Share price, principal value, and return will vary and you may have a gain or loss when you sell your shares.
The New Asia Fund charges a 2%
redemption fee on shares held 90 days or less.
The performance information shown does not reflect the deduction of the redemption fee;
if it did, the performance would be lower.
China, Hong Kong, and South Korea represented the fund's largest absolute positions. Our holdings in China are concentrated in select Internet and consumer staples companies. Hong Kong and India accounted for the largest overweight markets relative to the benchmark. On the other hand, South Korea, Taiwan, and Singapore remained significant underweight markets due to a lack of attractive growth opportunities. Sector allocations reflect our preference for areas driven by domestic consumption. Consumer discretionary and information technology represented the largest overweight sectors as of March 31, 2015 while financials was the largest underweight. Our underweight in financials stems from our decision to avoid mainland Chinese banks because of nonperforming loans risk.

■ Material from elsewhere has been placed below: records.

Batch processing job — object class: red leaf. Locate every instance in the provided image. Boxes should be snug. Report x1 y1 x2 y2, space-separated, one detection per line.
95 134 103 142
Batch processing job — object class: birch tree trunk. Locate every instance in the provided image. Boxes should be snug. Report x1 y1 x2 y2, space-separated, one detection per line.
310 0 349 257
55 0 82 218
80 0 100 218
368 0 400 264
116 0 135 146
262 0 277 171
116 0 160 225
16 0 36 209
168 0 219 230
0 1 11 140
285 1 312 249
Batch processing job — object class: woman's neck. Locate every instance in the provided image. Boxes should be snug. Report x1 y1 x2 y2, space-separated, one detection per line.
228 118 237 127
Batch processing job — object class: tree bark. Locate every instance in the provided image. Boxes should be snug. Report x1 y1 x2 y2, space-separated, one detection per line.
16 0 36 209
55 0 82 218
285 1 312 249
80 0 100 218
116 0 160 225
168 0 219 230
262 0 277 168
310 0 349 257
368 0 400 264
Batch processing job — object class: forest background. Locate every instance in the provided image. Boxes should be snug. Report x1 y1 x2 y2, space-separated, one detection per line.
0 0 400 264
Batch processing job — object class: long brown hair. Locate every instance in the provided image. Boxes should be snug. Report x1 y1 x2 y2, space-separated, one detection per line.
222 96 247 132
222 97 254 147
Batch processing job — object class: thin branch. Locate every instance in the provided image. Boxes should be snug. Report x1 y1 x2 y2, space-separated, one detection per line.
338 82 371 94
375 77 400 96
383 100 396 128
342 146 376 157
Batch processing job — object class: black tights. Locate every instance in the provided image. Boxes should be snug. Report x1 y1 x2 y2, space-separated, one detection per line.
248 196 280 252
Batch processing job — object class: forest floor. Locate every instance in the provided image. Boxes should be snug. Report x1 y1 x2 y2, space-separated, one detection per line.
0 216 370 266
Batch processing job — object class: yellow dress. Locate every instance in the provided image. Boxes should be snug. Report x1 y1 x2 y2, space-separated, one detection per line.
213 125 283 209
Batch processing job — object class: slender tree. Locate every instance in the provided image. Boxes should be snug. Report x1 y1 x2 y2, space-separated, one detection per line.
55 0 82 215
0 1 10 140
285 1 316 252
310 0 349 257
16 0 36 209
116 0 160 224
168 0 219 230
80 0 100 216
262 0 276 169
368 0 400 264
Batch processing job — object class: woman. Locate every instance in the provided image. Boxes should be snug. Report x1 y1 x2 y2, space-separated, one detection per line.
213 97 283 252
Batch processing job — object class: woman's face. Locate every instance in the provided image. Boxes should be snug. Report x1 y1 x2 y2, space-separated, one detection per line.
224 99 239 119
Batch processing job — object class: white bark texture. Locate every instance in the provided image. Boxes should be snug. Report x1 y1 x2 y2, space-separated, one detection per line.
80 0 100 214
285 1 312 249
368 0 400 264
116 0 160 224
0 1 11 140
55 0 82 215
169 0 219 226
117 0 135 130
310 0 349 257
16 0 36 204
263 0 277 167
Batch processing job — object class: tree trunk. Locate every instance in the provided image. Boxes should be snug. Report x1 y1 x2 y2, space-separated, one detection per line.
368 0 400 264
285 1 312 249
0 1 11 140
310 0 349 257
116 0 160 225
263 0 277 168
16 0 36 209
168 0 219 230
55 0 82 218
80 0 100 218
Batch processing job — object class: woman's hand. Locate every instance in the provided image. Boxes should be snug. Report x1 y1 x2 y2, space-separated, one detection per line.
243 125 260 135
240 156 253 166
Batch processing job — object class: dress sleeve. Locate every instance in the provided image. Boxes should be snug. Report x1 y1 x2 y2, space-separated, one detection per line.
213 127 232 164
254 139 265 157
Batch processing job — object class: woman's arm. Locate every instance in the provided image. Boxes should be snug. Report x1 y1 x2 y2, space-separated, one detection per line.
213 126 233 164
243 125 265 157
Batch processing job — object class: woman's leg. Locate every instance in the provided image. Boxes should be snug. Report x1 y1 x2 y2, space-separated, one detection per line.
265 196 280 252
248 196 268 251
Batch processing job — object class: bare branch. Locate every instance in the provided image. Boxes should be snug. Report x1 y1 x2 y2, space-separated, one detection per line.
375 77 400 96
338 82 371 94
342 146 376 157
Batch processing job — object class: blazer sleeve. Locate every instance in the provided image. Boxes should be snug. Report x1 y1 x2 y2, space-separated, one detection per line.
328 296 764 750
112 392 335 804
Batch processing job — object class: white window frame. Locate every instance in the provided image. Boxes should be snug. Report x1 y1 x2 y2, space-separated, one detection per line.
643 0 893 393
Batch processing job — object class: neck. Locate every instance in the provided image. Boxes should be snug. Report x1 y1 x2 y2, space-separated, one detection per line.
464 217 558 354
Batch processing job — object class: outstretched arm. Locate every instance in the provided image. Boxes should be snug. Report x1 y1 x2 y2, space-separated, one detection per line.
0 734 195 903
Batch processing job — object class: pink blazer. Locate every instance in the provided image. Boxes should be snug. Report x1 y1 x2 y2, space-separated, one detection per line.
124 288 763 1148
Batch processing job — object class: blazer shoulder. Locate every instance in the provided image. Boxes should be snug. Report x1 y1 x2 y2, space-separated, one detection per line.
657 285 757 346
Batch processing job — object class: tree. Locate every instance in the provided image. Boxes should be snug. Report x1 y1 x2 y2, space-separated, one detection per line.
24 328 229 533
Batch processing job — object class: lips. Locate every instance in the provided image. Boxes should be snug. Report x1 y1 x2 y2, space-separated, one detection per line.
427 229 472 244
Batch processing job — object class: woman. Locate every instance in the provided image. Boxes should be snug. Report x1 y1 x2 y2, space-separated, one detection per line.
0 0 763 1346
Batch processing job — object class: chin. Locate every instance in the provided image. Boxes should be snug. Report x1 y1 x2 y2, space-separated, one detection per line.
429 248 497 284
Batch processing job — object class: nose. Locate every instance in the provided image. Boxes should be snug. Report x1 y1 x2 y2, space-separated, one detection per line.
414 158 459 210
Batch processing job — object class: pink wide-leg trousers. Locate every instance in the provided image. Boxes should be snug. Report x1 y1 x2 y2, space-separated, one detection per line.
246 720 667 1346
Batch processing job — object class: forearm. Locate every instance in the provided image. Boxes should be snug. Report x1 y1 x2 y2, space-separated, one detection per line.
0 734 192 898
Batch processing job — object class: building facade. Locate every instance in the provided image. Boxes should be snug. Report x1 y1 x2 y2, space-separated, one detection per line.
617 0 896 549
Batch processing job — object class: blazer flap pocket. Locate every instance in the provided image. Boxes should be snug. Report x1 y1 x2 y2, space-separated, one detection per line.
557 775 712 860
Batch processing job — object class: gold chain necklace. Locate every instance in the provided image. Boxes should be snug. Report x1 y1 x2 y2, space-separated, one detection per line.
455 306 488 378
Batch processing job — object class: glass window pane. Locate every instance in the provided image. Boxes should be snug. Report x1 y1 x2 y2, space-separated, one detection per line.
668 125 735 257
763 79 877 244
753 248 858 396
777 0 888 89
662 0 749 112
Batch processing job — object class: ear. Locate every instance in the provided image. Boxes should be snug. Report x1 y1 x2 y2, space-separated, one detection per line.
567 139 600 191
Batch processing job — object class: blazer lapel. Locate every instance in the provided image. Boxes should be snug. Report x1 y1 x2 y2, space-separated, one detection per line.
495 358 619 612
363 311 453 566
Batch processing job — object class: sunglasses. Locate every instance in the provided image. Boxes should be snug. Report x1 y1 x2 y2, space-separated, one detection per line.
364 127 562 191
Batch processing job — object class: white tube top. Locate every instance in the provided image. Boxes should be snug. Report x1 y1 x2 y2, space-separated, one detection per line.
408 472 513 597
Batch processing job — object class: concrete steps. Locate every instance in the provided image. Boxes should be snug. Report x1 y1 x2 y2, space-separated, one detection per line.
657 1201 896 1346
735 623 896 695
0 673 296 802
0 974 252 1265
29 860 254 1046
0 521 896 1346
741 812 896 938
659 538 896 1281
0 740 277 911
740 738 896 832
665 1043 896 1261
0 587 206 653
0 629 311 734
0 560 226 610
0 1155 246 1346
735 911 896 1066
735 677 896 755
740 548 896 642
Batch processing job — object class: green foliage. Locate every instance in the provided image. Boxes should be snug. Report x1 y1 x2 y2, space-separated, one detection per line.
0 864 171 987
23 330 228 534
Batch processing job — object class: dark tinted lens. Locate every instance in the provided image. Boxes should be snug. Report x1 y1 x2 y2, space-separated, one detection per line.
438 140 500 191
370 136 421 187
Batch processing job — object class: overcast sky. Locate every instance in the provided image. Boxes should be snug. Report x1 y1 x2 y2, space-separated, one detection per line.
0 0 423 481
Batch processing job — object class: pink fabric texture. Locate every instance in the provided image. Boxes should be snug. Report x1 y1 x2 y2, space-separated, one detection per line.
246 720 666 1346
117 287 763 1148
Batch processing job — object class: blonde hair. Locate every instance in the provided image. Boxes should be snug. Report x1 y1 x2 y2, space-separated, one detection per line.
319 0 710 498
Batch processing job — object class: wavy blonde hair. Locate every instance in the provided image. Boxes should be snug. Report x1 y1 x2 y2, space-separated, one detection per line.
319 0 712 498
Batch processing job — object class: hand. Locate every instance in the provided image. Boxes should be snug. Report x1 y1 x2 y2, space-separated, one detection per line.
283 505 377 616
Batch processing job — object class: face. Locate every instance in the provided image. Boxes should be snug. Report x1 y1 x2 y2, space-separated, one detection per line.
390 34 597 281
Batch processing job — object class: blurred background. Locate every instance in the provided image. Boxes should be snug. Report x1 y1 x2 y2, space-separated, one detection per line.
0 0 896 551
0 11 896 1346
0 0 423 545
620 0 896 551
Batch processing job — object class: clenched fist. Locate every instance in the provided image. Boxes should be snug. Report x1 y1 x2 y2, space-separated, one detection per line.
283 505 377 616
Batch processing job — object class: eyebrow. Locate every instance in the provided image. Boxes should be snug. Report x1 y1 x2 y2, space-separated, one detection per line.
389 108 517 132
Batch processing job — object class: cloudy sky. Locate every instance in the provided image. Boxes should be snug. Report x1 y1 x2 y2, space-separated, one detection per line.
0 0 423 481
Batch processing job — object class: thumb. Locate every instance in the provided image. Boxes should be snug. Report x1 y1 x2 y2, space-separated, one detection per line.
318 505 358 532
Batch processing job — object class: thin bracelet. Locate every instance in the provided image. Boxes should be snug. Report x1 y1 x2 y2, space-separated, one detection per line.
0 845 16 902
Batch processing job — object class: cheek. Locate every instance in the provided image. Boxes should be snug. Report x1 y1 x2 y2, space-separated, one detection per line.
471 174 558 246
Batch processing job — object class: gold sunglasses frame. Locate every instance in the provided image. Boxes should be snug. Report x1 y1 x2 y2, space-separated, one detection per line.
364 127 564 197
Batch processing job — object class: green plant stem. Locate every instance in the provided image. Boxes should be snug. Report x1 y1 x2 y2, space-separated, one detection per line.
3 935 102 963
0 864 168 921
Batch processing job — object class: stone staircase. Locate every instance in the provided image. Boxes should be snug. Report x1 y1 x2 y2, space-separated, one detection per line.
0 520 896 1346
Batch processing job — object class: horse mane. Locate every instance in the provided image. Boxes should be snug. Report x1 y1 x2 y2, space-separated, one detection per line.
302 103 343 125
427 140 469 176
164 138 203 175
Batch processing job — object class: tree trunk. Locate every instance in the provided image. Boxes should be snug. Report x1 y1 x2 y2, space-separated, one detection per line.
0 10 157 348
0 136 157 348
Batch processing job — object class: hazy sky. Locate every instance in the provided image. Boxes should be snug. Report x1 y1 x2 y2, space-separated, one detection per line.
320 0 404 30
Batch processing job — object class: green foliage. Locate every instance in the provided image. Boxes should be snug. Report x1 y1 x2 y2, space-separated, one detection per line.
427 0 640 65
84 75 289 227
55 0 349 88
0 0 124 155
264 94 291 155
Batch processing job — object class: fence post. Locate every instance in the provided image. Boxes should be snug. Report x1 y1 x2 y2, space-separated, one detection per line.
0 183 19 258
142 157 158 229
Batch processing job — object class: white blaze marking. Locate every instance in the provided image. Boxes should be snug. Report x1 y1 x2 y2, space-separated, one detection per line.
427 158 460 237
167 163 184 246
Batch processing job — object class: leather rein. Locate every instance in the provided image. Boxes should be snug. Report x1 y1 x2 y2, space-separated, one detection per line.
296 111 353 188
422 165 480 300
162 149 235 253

We are optimistic about the outlook for the Asia ex-Japan region. Valuations in most Asian markets are relatively reasonable, earnings growth has improved, and economic imbalances such as current account deficits have strengthened in many countries that were in dire shape as recently as 2013. We are excited about the reform potential in Indonesia and India, where voters elected leaders who have demonstrated a willingness to tackle structural economic reforms. Capital outflows and heightened volatility due to interest rate increases in the U.S. this year remain a headwind for Asian and other emerging markets. Over the longer term, however, we expect that cyclical and secular trends in Asia will drive strong economic and corporate earnings growth.